Niedrigwasser macht Flusskreuzfahrern zu schaffen
Noch ist nur die Elbe an manchen Stellen für die Schifffahrt gesperrt, doch auch Rhein und Donau haben nach der langen regenlosen Zeit der letzten Wochen sehr niedrige Wasserstände. Das macht Anbietern von Flusskreuzfahrten Sorgen. Die großen Anbieter Nicko Cruises und Phoenix Reisen sind derzeit nicht auf der Elbe unterwegs. Nicko Cruises plant zum Beispiel im Sommer keine Elbe-Kreuzfahrten, weil sie "in den Sommermonaten meist anfällig ist für Niedrigwasser". Ebenso hält es Phoenix Reisen.

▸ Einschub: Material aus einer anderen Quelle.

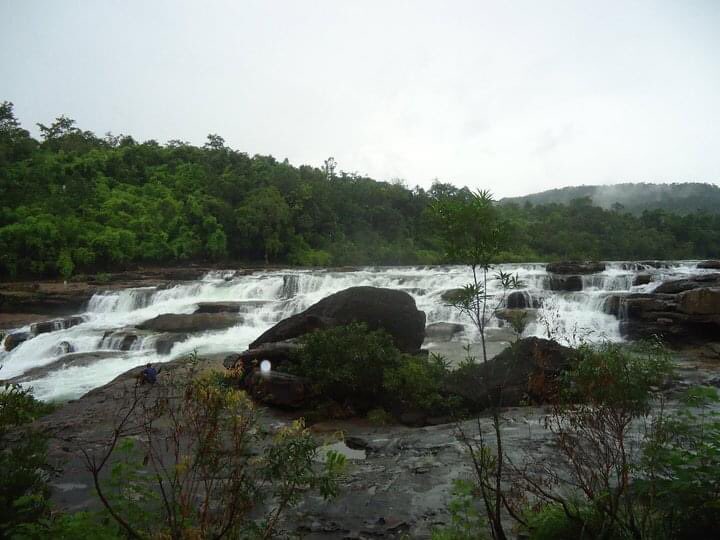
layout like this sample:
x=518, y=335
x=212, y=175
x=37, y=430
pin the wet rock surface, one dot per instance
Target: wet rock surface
x=525, y=372
x=443, y=331
x=682, y=311
x=576, y=267
x=392, y=310
x=195, y=322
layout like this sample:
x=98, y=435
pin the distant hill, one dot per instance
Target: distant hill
x=681, y=198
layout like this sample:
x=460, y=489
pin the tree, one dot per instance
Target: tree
x=264, y=219
x=474, y=232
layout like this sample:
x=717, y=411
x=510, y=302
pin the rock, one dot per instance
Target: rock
x=614, y=305
x=705, y=301
x=526, y=371
x=642, y=279
x=277, y=353
x=278, y=389
x=521, y=300
x=575, y=267
x=680, y=285
x=508, y=315
x=196, y=322
x=64, y=347
x=413, y=418
x=218, y=307
x=118, y=340
x=72, y=359
x=393, y=311
x=442, y=331
x=450, y=295
x=15, y=339
x=565, y=283
x=55, y=325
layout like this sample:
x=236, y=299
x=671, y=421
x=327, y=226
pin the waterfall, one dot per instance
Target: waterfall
x=267, y=297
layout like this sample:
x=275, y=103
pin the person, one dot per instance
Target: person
x=148, y=375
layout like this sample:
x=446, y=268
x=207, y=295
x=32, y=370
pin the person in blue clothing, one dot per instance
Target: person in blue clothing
x=148, y=375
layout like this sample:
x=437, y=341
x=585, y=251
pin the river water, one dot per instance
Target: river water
x=269, y=296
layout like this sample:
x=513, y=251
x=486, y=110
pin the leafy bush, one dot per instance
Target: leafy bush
x=681, y=464
x=364, y=369
x=416, y=382
x=23, y=454
x=201, y=466
x=466, y=521
x=348, y=363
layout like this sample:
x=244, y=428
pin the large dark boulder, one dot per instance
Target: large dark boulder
x=695, y=282
x=642, y=279
x=522, y=300
x=525, y=372
x=575, y=267
x=277, y=353
x=15, y=339
x=565, y=283
x=55, y=325
x=704, y=301
x=387, y=309
x=443, y=331
x=278, y=389
x=195, y=322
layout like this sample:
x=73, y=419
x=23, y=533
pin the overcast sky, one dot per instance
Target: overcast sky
x=512, y=96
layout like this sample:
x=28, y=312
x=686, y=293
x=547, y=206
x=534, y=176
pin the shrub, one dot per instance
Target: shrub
x=23, y=454
x=416, y=382
x=347, y=363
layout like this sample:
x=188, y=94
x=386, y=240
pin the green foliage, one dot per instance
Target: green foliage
x=23, y=491
x=466, y=521
x=680, y=467
x=416, y=382
x=552, y=522
x=98, y=204
x=364, y=369
x=624, y=377
x=348, y=362
x=203, y=467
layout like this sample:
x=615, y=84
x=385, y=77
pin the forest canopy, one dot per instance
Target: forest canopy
x=74, y=202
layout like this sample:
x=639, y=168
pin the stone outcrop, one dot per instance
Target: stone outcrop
x=278, y=389
x=680, y=311
x=525, y=372
x=278, y=353
x=16, y=338
x=443, y=331
x=55, y=325
x=575, y=267
x=565, y=283
x=522, y=300
x=391, y=310
x=195, y=322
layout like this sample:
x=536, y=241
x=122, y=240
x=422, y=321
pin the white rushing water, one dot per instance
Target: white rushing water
x=268, y=297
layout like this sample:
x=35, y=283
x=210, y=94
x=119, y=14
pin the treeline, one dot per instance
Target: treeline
x=74, y=202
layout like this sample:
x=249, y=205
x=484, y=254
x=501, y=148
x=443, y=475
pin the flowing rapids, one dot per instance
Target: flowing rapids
x=268, y=297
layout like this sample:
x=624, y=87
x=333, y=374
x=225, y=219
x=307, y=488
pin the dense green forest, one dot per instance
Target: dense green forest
x=74, y=202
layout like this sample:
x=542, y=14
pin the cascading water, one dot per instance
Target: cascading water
x=109, y=332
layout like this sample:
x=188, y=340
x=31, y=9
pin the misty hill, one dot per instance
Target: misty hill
x=681, y=198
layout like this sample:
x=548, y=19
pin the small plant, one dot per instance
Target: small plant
x=24, y=490
x=466, y=521
x=199, y=466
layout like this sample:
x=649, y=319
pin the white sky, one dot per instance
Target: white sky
x=513, y=96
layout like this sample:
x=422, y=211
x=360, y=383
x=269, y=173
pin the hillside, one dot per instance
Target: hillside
x=680, y=198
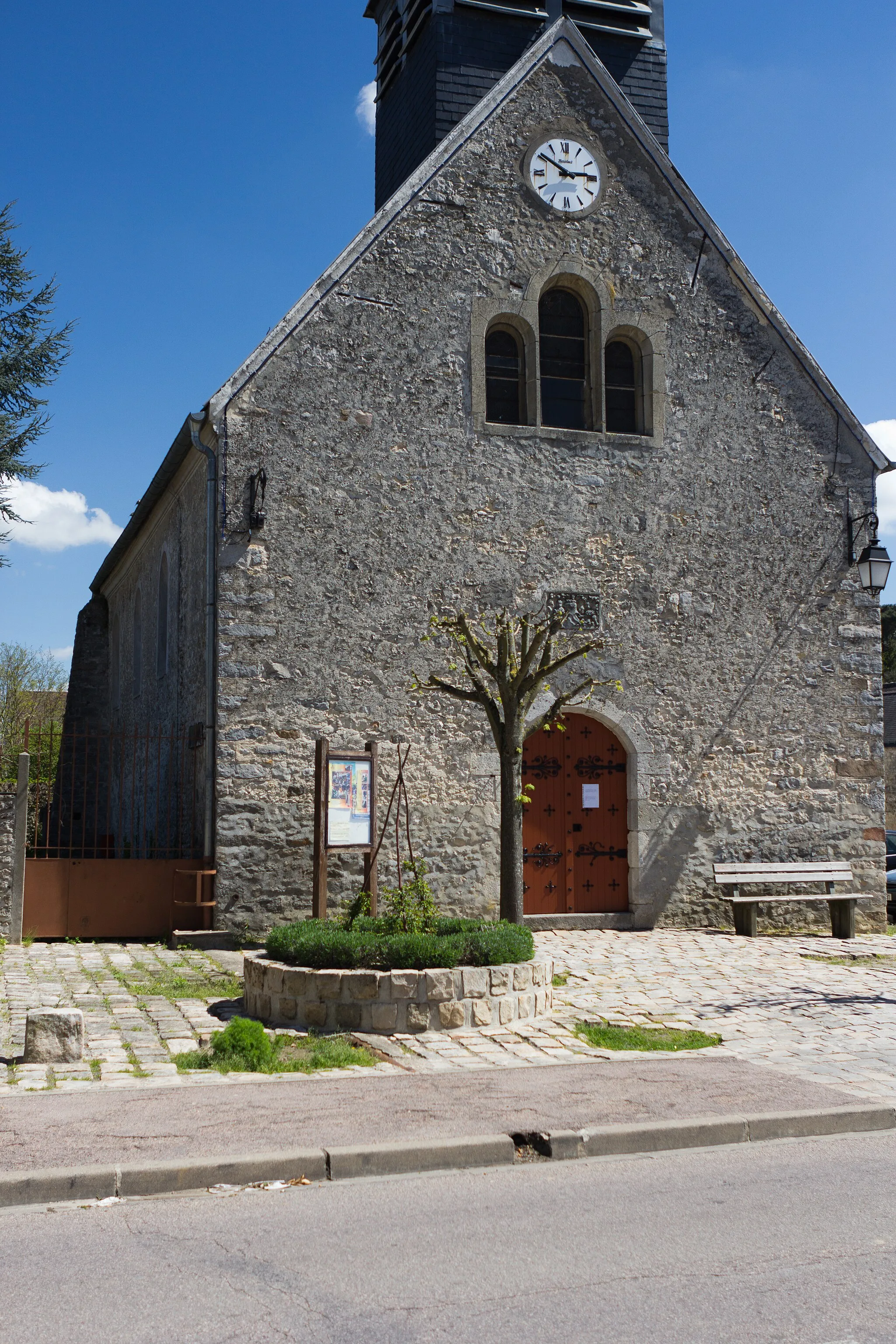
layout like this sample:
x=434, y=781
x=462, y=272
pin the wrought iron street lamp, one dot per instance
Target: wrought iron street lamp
x=874, y=564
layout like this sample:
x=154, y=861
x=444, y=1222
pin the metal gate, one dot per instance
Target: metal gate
x=115, y=834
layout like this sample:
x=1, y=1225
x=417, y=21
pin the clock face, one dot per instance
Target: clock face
x=566, y=175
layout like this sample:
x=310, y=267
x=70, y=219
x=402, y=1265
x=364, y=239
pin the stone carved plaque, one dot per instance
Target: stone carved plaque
x=582, y=609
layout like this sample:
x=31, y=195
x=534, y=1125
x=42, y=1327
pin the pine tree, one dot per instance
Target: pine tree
x=32, y=355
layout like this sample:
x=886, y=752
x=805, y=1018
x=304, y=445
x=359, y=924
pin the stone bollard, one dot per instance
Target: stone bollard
x=54, y=1037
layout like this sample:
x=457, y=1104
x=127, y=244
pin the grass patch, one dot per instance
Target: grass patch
x=851, y=962
x=244, y=1046
x=179, y=983
x=605, y=1037
x=374, y=945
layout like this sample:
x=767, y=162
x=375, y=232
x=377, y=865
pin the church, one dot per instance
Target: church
x=540, y=374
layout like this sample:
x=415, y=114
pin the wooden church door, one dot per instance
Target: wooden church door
x=575, y=830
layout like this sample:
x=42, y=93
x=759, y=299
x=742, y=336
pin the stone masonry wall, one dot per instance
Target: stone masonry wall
x=747, y=654
x=7, y=835
x=397, y=1001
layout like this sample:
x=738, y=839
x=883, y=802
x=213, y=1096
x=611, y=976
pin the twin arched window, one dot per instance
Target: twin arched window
x=161, y=628
x=565, y=370
x=621, y=370
x=504, y=377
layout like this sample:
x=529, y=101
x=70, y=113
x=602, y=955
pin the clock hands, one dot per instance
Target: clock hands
x=559, y=167
x=566, y=171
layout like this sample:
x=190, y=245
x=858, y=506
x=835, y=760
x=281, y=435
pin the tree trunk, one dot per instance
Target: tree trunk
x=511, y=835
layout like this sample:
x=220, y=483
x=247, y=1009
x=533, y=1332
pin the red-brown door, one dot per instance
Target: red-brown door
x=575, y=830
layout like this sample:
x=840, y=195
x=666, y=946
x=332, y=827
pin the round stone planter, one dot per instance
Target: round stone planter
x=387, y=1002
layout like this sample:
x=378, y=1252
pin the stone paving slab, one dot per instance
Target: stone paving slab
x=780, y=1003
x=94, y=1127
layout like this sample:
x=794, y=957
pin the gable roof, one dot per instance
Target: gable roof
x=564, y=45
x=562, y=32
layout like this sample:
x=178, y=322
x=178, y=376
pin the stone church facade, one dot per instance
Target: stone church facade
x=409, y=424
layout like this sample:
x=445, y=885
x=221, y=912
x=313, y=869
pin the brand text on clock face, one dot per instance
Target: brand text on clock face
x=564, y=172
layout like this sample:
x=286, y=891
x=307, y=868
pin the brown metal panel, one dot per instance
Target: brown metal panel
x=46, y=903
x=597, y=838
x=122, y=898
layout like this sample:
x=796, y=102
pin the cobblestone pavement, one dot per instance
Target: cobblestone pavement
x=776, y=1002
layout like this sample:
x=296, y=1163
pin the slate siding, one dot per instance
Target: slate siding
x=461, y=54
x=749, y=656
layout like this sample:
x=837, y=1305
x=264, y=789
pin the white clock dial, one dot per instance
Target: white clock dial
x=566, y=175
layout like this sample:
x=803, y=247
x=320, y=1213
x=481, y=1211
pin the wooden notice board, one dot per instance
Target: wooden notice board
x=344, y=815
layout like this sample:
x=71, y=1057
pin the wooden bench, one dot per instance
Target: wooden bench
x=843, y=909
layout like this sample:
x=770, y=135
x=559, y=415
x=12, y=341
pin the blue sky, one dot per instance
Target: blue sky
x=160, y=155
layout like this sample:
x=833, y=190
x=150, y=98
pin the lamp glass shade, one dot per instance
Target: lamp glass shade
x=874, y=567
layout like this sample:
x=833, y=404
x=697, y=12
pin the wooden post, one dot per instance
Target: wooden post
x=370, y=862
x=19, y=840
x=319, y=890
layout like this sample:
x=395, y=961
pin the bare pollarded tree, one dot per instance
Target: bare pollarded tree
x=506, y=662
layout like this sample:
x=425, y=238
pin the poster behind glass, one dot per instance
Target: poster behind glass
x=348, y=803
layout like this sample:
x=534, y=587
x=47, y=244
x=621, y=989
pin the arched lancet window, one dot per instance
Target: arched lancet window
x=161, y=630
x=504, y=378
x=564, y=358
x=621, y=368
x=116, y=663
x=137, y=667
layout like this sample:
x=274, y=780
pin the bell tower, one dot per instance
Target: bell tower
x=437, y=58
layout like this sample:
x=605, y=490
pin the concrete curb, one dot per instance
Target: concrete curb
x=426, y=1156
x=53, y=1186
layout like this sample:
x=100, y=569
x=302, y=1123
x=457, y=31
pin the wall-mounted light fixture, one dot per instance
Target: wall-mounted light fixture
x=257, y=487
x=874, y=562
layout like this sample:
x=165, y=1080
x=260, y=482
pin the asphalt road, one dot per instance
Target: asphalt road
x=85, y=1128
x=788, y=1241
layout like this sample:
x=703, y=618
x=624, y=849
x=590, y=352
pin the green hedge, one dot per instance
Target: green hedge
x=456, y=943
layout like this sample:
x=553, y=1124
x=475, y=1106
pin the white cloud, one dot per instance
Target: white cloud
x=366, y=107
x=884, y=434
x=56, y=519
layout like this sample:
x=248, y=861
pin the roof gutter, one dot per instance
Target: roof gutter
x=196, y=424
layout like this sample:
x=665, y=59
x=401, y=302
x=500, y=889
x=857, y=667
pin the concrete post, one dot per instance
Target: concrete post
x=21, y=831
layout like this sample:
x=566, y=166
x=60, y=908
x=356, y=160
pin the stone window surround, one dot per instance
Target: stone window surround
x=608, y=318
x=163, y=617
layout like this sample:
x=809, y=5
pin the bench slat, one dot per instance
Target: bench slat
x=817, y=896
x=798, y=878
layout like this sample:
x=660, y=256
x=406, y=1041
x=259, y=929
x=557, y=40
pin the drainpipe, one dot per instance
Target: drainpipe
x=211, y=580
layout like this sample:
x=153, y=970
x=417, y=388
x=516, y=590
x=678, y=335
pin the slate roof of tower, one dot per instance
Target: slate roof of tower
x=562, y=32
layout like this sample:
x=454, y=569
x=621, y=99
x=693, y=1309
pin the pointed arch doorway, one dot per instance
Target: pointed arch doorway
x=575, y=831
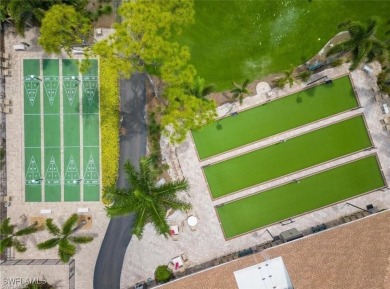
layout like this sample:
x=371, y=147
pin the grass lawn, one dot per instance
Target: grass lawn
x=280, y=159
x=312, y=193
x=234, y=40
x=275, y=117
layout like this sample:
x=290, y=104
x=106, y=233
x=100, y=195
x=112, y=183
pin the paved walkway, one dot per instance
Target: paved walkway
x=108, y=267
x=142, y=257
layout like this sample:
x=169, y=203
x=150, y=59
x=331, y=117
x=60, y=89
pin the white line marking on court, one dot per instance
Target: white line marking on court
x=91, y=175
x=72, y=172
x=32, y=172
x=52, y=176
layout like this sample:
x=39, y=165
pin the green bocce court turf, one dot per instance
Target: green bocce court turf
x=283, y=158
x=293, y=199
x=275, y=117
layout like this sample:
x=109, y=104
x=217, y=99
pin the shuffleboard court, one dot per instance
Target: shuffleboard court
x=32, y=130
x=52, y=176
x=71, y=119
x=52, y=130
x=61, y=131
x=72, y=174
x=280, y=159
x=293, y=199
x=280, y=115
x=90, y=104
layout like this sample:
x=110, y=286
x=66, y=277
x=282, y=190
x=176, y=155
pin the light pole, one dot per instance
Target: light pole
x=75, y=78
x=35, y=77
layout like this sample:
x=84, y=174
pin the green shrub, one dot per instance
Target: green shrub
x=163, y=274
x=109, y=114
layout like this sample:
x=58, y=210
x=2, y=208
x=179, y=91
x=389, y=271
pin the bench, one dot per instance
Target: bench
x=368, y=69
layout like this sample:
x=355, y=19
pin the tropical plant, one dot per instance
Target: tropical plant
x=147, y=201
x=362, y=42
x=162, y=274
x=384, y=80
x=200, y=90
x=9, y=238
x=63, y=238
x=287, y=78
x=240, y=90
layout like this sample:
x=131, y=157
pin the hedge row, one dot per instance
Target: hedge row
x=109, y=122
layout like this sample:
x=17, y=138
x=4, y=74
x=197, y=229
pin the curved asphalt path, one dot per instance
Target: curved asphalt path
x=109, y=263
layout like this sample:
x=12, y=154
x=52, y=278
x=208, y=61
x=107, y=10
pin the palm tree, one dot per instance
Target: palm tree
x=9, y=238
x=26, y=12
x=240, y=90
x=362, y=42
x=384, y=80
x=200, y=90
x=147, y=201
x=63, y=237
x=287, y=78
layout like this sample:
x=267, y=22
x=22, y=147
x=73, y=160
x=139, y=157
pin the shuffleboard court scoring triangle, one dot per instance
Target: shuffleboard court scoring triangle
x=32, y=172
x=51, y=84
x=70, y=87
x=71, y=173
x=91, y=175
x=32, y=87
x=90, y=85
x=52, y=176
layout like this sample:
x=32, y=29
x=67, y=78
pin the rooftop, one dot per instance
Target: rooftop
x=355, y=255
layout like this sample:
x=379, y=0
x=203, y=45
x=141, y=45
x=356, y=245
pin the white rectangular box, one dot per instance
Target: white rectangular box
x=83, y=210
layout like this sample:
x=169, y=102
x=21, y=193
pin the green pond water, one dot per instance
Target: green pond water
x=234, y=40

Auf dem Rhein und auch auf der Donau ist die Lage bedrohlich. "Wir sind deshalb in engem Austausch mit unseren Reedereien und beobachten den Wasserstand sehr genau", so ein Sprecher von Nicko Cruises. Je nach Tiefgang des betroffenen Schiffs kann es in den kommenden Tagen zu Umroutungen von Schiffen aufgrund des Niedrigwassers kommen. Etwaige Routenänderungen erfolgen dann kurzfristig in Absprache mit der Reederei, so der Nicko-Sprecher weiter.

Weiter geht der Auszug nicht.